Square Enix boss asks: Could consoles be extinct in three years?

Square Enix president and CEO Yoichi Wada has a visionary plan to cope with the digital transition, should the static games console become irrelevant.

Last week, Square Enix unveiled Core Online, a brand new HD games streaming service for browsers. The service has back catalogue titles available free-to-play with a unique TV-like advertising element that gives players credits to keep playing if they watch interstitial ads.

It’s just one part of a forward thinking online strategy at the firm preparing it for the rise of cloud and server based games, and the possible extinction of PlayStations and Xboxes "in the next five years or so, give or take a few years".

In an interview with MCV this week, Wada and Square Enix Europe CEO Phil Rogers explained the thinking behind the service.

Wada called Core Online a "relaxed experiment" and "a rough plan B we are experimenting with" as it still is dedicated to pay-to-download titles and games on disc – but it is needed as the technology market shifts back and forth between technologies.

Said Wada: "Previously when we used to think about how to make a game work, we only had to think about the game console, and now time has changed.

"But if you think about the previous 30 to 40 years in computing, we had host computers or a server, and the clients running on them. The pendulum has been swinging between them over time, from IBM on servers to Microsoft on PC and then back to servers with companies like Google and again back to host computers with Apples native apps. Currently, HTML 5 and Google Chrome has shifted back to servers again."

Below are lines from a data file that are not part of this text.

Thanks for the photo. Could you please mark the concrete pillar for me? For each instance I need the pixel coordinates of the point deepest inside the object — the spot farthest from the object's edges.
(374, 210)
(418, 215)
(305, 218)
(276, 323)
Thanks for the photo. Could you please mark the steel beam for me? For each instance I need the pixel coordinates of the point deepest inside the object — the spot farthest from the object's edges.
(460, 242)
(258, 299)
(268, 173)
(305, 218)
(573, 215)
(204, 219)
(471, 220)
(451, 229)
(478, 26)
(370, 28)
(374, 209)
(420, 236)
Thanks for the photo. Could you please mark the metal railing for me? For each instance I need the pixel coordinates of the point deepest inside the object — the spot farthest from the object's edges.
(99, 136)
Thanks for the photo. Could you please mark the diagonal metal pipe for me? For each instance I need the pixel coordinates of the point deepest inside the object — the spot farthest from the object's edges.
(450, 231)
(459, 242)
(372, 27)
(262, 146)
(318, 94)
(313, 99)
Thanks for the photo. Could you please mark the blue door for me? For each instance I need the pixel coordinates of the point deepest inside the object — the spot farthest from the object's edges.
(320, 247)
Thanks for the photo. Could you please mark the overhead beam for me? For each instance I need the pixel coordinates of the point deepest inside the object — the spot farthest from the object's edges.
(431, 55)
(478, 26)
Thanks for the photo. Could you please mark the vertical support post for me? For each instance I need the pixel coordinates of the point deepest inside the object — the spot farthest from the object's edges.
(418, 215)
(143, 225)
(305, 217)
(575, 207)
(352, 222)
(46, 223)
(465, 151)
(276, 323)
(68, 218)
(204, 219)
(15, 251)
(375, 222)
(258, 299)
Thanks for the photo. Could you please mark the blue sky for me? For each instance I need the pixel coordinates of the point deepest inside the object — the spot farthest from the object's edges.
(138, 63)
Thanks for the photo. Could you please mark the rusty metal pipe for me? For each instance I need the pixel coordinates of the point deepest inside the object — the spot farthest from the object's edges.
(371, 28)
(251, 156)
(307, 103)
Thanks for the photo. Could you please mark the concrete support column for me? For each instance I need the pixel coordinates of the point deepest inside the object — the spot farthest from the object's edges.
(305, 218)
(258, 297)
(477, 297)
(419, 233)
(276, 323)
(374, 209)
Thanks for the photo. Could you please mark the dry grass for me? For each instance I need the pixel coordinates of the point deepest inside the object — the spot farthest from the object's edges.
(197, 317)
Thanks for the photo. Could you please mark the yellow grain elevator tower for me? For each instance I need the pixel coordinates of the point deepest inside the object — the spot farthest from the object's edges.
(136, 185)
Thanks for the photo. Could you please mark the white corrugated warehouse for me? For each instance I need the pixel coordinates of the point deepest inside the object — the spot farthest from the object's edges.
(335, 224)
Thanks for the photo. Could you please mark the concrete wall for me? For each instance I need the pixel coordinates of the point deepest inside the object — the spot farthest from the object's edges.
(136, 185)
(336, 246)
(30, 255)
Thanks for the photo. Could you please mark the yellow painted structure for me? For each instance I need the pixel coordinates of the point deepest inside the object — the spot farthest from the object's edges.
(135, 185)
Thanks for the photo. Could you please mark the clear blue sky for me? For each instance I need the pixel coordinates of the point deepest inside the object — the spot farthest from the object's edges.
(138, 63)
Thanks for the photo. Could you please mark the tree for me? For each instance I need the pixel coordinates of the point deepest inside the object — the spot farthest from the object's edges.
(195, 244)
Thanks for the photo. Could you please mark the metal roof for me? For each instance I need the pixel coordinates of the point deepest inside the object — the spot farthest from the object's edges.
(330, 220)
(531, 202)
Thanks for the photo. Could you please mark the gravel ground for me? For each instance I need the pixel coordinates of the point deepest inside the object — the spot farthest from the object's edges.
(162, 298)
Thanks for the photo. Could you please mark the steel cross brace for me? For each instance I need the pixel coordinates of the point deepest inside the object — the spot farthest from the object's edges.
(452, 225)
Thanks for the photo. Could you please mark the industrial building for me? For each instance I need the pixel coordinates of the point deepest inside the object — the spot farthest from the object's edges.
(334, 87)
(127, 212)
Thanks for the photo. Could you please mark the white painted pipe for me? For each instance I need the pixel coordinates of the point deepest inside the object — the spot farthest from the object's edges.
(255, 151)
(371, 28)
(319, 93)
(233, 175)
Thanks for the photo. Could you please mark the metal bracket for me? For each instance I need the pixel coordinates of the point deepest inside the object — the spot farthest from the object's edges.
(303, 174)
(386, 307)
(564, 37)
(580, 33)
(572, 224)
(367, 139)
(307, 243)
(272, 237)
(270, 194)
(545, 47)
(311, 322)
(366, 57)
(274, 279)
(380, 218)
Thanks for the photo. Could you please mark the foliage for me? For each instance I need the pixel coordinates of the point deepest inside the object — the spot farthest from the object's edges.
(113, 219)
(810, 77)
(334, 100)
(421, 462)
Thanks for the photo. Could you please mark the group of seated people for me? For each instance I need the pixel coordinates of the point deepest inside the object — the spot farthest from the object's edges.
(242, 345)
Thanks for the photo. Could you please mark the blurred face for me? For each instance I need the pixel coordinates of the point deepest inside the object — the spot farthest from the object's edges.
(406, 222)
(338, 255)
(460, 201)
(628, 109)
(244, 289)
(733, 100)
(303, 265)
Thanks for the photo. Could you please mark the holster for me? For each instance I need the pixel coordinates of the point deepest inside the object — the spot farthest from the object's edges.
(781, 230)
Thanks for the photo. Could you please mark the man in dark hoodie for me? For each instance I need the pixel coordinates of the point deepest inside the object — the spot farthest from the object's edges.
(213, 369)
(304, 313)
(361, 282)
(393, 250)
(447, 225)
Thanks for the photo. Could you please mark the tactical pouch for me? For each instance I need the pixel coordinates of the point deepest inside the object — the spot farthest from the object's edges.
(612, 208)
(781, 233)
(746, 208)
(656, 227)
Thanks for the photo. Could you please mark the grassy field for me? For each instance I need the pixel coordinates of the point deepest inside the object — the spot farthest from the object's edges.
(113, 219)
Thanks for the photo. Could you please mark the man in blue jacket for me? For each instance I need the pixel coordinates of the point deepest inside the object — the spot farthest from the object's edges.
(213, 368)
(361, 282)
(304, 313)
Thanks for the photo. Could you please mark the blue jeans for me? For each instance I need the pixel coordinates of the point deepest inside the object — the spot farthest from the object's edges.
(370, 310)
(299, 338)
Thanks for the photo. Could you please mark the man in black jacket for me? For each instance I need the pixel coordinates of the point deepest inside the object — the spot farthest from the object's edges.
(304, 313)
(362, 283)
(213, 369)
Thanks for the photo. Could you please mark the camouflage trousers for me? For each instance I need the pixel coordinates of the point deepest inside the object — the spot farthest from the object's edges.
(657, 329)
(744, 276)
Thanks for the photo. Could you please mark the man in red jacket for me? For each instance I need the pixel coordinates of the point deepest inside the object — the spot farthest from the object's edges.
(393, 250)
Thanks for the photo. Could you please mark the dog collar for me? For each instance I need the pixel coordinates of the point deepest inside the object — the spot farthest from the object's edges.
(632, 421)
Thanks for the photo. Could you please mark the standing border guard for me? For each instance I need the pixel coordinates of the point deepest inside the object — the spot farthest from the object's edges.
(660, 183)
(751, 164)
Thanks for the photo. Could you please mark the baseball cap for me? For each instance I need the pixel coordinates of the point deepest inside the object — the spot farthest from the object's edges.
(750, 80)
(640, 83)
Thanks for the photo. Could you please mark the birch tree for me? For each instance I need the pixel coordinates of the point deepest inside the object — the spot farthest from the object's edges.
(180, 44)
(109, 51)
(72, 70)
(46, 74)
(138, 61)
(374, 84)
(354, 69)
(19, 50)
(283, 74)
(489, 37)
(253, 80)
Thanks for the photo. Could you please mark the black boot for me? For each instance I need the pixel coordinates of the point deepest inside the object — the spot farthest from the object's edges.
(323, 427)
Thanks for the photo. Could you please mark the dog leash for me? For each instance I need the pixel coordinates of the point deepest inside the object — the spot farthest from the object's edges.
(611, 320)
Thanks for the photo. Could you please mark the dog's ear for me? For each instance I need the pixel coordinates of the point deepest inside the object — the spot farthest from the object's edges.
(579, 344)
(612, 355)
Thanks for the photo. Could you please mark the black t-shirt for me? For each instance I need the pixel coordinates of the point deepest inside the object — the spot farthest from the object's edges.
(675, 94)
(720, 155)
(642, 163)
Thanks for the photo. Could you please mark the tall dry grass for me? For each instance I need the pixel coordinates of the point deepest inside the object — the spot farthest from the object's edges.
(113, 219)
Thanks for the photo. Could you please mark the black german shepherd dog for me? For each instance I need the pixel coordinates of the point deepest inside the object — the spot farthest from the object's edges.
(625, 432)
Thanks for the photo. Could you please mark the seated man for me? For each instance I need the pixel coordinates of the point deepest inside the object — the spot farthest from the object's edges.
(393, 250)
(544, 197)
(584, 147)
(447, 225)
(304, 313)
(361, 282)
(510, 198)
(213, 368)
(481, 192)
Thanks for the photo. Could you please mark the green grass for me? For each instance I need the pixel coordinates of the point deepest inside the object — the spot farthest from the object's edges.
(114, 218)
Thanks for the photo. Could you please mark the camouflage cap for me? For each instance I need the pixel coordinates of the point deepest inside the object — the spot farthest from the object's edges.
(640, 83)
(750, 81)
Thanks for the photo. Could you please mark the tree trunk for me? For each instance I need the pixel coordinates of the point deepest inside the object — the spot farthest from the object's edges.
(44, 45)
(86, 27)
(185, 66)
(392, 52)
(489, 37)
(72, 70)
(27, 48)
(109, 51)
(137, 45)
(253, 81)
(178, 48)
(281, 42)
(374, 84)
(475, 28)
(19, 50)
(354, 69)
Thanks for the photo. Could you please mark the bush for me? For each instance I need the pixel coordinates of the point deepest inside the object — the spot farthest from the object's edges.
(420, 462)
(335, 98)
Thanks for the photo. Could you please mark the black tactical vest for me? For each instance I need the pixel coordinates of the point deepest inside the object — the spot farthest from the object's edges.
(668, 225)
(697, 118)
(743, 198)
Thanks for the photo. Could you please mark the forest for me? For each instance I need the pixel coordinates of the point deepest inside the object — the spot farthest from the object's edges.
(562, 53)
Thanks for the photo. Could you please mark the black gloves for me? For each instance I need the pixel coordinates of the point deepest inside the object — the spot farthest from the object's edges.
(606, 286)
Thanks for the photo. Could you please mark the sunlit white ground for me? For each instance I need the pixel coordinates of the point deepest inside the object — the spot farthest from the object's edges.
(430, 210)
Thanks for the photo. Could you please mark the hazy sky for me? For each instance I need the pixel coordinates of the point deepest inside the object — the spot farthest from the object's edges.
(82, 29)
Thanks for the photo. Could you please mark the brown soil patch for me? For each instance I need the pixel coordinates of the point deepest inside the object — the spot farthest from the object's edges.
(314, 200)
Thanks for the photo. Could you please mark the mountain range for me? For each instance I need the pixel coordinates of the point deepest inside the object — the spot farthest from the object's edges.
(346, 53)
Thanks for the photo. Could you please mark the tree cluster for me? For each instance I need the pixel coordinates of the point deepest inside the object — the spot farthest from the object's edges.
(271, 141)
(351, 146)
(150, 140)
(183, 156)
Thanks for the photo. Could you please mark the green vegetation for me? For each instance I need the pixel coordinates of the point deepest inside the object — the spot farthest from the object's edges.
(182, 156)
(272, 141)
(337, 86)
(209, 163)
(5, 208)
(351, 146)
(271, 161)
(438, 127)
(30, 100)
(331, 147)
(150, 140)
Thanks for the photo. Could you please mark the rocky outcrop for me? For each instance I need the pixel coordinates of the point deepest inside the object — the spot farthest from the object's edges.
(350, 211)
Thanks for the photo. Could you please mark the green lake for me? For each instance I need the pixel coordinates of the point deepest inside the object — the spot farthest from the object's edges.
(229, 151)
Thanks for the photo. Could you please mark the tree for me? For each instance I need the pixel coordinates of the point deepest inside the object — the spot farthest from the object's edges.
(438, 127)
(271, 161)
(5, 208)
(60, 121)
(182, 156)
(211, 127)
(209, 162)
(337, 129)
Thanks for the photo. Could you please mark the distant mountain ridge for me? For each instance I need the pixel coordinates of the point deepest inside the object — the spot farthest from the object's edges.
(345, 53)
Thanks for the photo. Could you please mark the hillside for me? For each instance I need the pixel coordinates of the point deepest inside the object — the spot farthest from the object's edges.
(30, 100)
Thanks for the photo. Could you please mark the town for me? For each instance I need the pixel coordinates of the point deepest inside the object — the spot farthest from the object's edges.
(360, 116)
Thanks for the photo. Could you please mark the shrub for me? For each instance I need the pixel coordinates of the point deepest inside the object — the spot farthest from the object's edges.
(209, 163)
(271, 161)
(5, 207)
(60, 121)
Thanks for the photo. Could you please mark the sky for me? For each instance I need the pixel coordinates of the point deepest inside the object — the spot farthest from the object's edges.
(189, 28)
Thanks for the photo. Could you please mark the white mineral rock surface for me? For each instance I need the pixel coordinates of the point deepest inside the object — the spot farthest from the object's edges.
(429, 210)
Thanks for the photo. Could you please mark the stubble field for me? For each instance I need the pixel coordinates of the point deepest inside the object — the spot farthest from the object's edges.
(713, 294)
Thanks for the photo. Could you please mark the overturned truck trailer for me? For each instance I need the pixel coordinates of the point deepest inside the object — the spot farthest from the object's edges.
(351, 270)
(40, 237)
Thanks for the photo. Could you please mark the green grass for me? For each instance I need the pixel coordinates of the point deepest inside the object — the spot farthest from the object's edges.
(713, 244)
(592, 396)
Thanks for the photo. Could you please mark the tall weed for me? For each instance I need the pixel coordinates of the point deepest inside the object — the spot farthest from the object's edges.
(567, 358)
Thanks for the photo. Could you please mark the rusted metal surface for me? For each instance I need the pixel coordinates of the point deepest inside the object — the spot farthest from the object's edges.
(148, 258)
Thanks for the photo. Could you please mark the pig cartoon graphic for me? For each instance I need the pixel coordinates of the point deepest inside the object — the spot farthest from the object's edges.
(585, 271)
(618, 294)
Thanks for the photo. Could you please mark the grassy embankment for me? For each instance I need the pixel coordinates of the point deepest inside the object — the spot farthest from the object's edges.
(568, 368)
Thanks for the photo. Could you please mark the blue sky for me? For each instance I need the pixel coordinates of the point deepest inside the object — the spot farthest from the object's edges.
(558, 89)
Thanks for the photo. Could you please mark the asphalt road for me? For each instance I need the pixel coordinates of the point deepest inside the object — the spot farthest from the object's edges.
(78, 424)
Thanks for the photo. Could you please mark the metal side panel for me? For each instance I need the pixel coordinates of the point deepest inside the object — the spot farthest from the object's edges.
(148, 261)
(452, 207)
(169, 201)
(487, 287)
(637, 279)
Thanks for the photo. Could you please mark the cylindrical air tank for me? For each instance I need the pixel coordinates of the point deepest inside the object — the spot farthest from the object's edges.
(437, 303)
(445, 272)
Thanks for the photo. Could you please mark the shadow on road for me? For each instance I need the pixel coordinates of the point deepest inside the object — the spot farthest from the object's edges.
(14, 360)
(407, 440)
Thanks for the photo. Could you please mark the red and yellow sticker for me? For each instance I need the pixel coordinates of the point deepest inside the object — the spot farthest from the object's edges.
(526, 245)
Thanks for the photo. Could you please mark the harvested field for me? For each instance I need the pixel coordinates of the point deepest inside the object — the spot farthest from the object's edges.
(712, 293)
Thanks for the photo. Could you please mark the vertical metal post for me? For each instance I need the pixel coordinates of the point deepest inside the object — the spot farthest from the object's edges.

Core Online has been built using a mixture of Square Enix and Google technology, and helps the firm hedge its bets "and to cope with this transformational period in our industry," said Wada.

"We have a polarised way of thinking," he said on the fact that the firm is developing both cloud-based and traditional games, but he’s adamant that in time the server will totally dominate.

"Currently only the CPU and the GPU remains on the computer side. But in the next five years or so, give or take a few years, there is a chance you won’t even need the CPU and GPU on the client side."

Wada’s claim come right on schedule – three years ago he similarly told MCV that consoles faced extinction within the next decade. His visionary strategy has clearly unwavered as, since then, OnLive has sprung up, as has Gaikai, now owned by Sony.

Square Enix Europe CEO Rogers added the firm’s mantra now "has become ‘new ways to pay and play’.

"We see tremendous changes in the industry, exciting changes – people say the industry is in trouble but really the boundaries are being pushed further than ever.